Aging is a curious thing. A lot of people get older as they do it, but I don’t; I just get better. (Flug says there’s lots of room for improvement.)
                          ****************************
            My column two weeks ago asked if bureaucrats and politicians who announce cutbacks and who say there’ll be no reduction in service are (1) stupid or (2) lying.
            I was referring to the latest Horizon Health cuts in numbers of radiologists and their assertion that it wouldn’t affect patient care, but only hours after that column appeared in the paper a similar thing happened, this one involving the federal government.
            Across Canada the feds shut down eight Veterans’ centres and then insisted that the soldiers and former soldiers suffering from Post Traumatic Stress Syndrome could get just as much help from Service Canada offices.
            The odd thing is, in this case they might be right, because, going by the number of military suicides in the past few months, whatever the government was doing wasn’t working. I have this sinking feeling that this lack of effectiveness has been due to other government cutbacks. That’s their answer to everything, but I think I can safely predict that, as we get closer to an election (provincial 2014, federal 2015) the politicians will stumble upon huge caches of money under beds and chairs.
                                 ****************************
            James, a reporter I know on a weekly (weakly?) newspaper in eastern Ontario phoned me on Tuesday and could hardly talk, he was laughing so hard.
            “Slow down!” I said into the phone. “Turn down the music in the Elks Club juke box and tell me why you’re laughing so hard.

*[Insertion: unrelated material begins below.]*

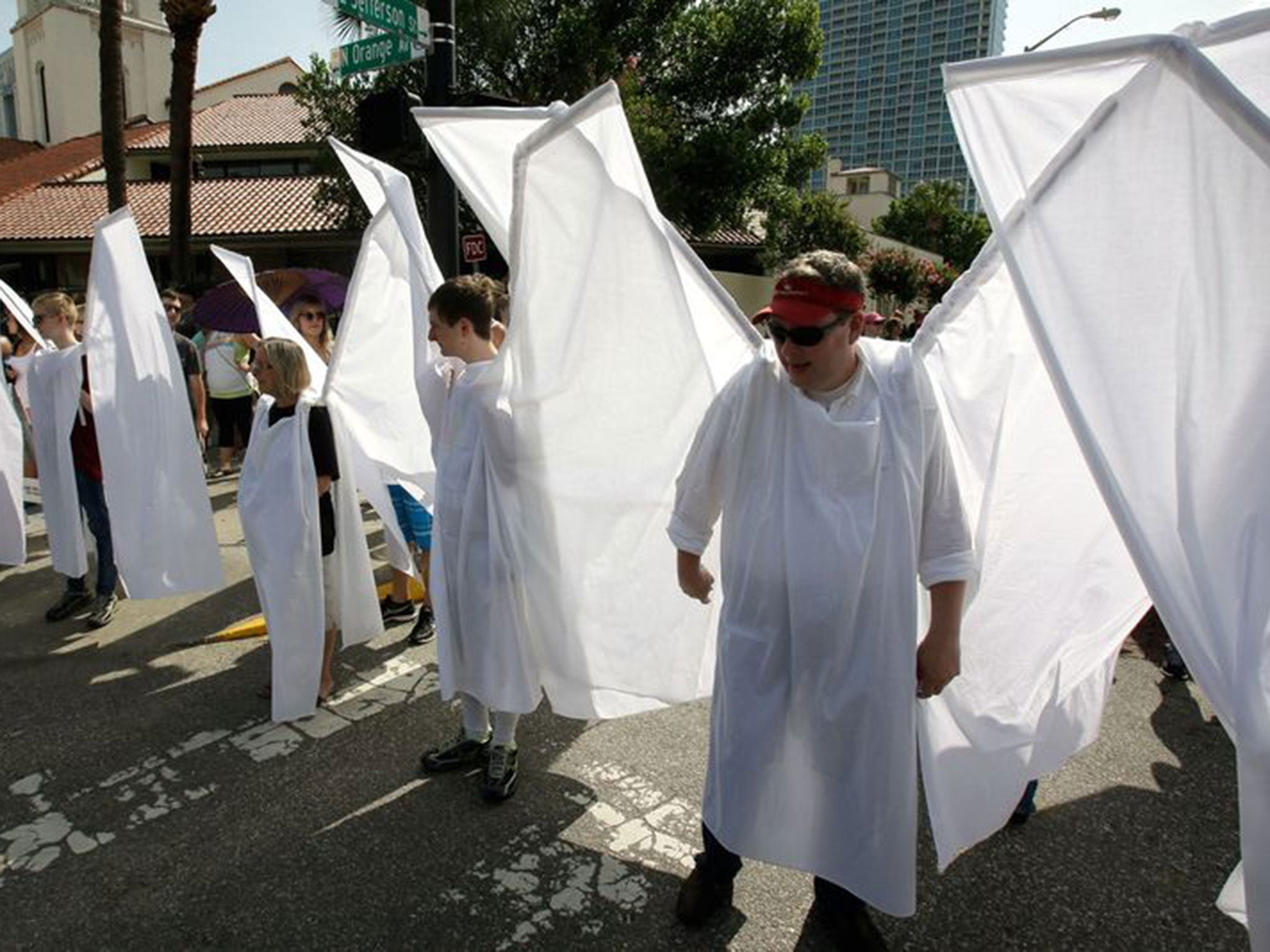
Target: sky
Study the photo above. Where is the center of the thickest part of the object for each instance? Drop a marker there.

I need a laugh because I just received my income tax (the Rides of March) forms in the mail.”
“I had a misprint in my newspaper story about Mayor Roredon,” he laughed. “I meant to write he was INDUCTED into the municipal hall of fame and I typed INDICTED which, as you know, being a famous reporter, means charged by the local prosecutor.”
“I suppose the mayor was not pleased,” I said, still unaware of the source of his good humour.
“He came roaring into the office and was going to shoot me, string me up, run over me with a D-9 Caterpillar bulldozer and then get rough.”
“Then what’s so funny?” I asked.
“While the mayor was yelling at me, Staff Sergeant Wilcox came in and arrested him. Within an hour, he was INDICTED for bribery, corruption, spitting on the sidewalk, and whatever else they could think of. I love it!”
And so we come to the German word ‘schadenfreude’, one that I’ve wanted to use for quite a while. It means ‘enjoying someone else’s misfortune’.
                     ****************************
We have a new bartender at the club – our seventh this winter – and his name is William Tell. Those of us of a certain age remember that the old TV show ‘The Lone Ranger’ began and ended with a piece from the opera ‘The William Tell Overture’ and I want you to know that this William Tell has nothing to do with that William Tell. The closest he has come is that on Tuesday evening, when it snowed, he was complaining because he left something at the club – the William Tell Overshoes.
We are all rather tired of hearing about the young rock singer Justin Bieber’s problems with the law. Referring to the previous paragraph, I might remind you that the original William Tell was the guy who, trying to gain his freedom, was forced to shoot an arrow through an apple on his son’s head. I hope Justin’s dad is practising his bow skills.

In my (our) Facebook group ‘Old Photos of Victoria County, NB’ there has been quite a discussion about girls’ pants. I am not referring to girls’ panties, but about the days when the female students of almost every NB high school were not allowed to wear pants to or in school. It was the late 1960s before SVRHS in Andover started allowing it so that girls didn’t have to wade snow to their bare knees. You can see the discussion on the FB pages, including one remark: “If the (male) principal insisted on girls wearing skirts in -30º weather, let him try it.” Amen.